A float constant would be desirable to keep the calculation all floats for speed reasons. I can't think of many reasons one would want reduced precision.

>> 2) Float and double are expected to be implemented in hardware. Longer precisions are often not available. I wanted to make it practical for a D implementation on those machines to provide a software long precision floating point type, rather than just making real==double. Such a type would be very slow compared with double.
> 
> Interesting. I thought that 'real' was supposed to be the highest accuracy fast floating point type, and would therefore be either 64, 80, or 128 bits. So it could also be a double-double?
> For me, the huge benefit of the 'real' type is that it guarantees that optimisation won't change the results. In C, using doubles, it's quite unpredictable when a temporary will be 80 bits, and when it will be 64 bits. In D, if you stick to real, you're guaranteed that nothing weird will happen. I'd hate to lose that.

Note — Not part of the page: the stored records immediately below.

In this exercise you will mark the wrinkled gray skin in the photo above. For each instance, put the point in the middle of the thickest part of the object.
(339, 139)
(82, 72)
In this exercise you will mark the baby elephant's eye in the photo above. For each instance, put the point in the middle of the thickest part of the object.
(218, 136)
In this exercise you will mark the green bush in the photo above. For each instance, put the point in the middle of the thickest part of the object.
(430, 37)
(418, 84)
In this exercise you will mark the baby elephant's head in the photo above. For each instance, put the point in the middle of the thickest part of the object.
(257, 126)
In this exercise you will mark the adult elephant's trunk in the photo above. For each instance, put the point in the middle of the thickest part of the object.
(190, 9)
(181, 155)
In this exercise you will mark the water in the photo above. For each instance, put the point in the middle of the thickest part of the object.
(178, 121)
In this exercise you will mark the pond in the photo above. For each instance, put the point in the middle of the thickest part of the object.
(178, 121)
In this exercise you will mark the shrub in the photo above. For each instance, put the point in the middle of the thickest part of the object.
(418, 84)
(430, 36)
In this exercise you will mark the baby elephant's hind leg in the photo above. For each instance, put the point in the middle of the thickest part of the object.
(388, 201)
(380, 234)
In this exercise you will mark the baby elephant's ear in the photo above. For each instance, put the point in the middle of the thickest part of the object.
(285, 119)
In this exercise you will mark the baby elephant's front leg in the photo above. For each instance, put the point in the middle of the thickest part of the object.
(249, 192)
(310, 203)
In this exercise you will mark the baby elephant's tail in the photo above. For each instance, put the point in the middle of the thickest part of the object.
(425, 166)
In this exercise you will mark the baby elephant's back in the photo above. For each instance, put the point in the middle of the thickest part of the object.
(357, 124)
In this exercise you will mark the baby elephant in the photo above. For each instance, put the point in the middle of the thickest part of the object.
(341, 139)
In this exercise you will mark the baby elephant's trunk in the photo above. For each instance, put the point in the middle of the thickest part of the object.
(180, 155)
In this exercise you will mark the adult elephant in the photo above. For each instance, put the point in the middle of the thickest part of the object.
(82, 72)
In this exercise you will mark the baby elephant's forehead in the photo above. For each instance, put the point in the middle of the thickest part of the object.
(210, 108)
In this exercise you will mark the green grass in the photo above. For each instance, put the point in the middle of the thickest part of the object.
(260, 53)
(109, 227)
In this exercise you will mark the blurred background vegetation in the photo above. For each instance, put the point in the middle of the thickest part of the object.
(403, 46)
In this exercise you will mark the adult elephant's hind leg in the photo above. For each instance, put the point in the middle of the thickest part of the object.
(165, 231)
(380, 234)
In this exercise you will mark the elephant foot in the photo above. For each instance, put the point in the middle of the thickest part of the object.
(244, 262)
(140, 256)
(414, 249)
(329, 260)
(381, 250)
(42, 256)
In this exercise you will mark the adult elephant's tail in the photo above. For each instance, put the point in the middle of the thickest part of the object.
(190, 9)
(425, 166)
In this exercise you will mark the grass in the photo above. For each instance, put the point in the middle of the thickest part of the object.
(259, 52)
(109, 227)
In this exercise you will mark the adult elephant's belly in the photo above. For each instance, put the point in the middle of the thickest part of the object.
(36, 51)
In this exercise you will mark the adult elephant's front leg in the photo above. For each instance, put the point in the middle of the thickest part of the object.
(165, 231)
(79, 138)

I don't see how one would lose that if real were done in software.

>> 3) Real, even in hardware, is significantly slower than double. Doing constant folding at max precision at compile time won't affect runtime performance, so it is 'free'.
> 
> In this case, the initial issue remains: in order to write code which maintains accuracy regardless of machine precision, it is sometimes necessary to specify the precision that should be used for constants.
> The original code was an example where weird things happened because
> that wasn't respected.

Weird things always happen with floating point. It's just a matter of where one chooses the seams to show (you pointed out where seams show in C with temporary precision). I've seen a lot of cases where people were surprised that 0.2f (or similar) was even rounded off, and got caught by the roundoff error.

I used to work in mechanical engineering where a lot of numerical calculations were done. Accumulating roundoff errors were a huge problem, and a lot (most?) engineers didn't understand it. They were using calculators for long chains of calculation, and rounding off after each step instead of carrying the full calculator precision. They were mystified by getting answers at the end that were way off.

It's my experience with that (and also in college where we were taught to never round off anything but the final answer) that led to the D design decision to internally carry around consts in full precision, regardless of type.

Deliberately reduced precision is something that only experts would want, and only for special cases. So it's reasonable that that would be harder to do (i.e. using hex float constants).

P.S. I also did some digital electronic design work long ago. The cardinal rule there was that since TTL devices got faster all the time, and old slower TTL parts became unavailable, one designed so that swapping in a faster chip would not cause the failure of the system. Hence the rule that increasing the precision of a calculation should not cause the program to fail <g>.

September 24, 2006

Re: [Issue 360] Compile-time floating-point calculations are sometimes inconsistent

Posted by Don Clugston
in reply to Walter Bright

Don Clugston

Posted in reply to Walter Bright

Walter Bright wrote:
> Don Clugston wrote:
>> Walter Bright wrote:
>>> A static variable's value can change, so it can't be constant folded. To have it participate in constant folding, it needs to be declared as const.
>> But if it's const, then it's not float precision! I want both!
> 
> You can always use hex float constants. I know they're not pretty, but the point of them is to be able to specify exact floating point bit patterns. There are no rounding errors with them.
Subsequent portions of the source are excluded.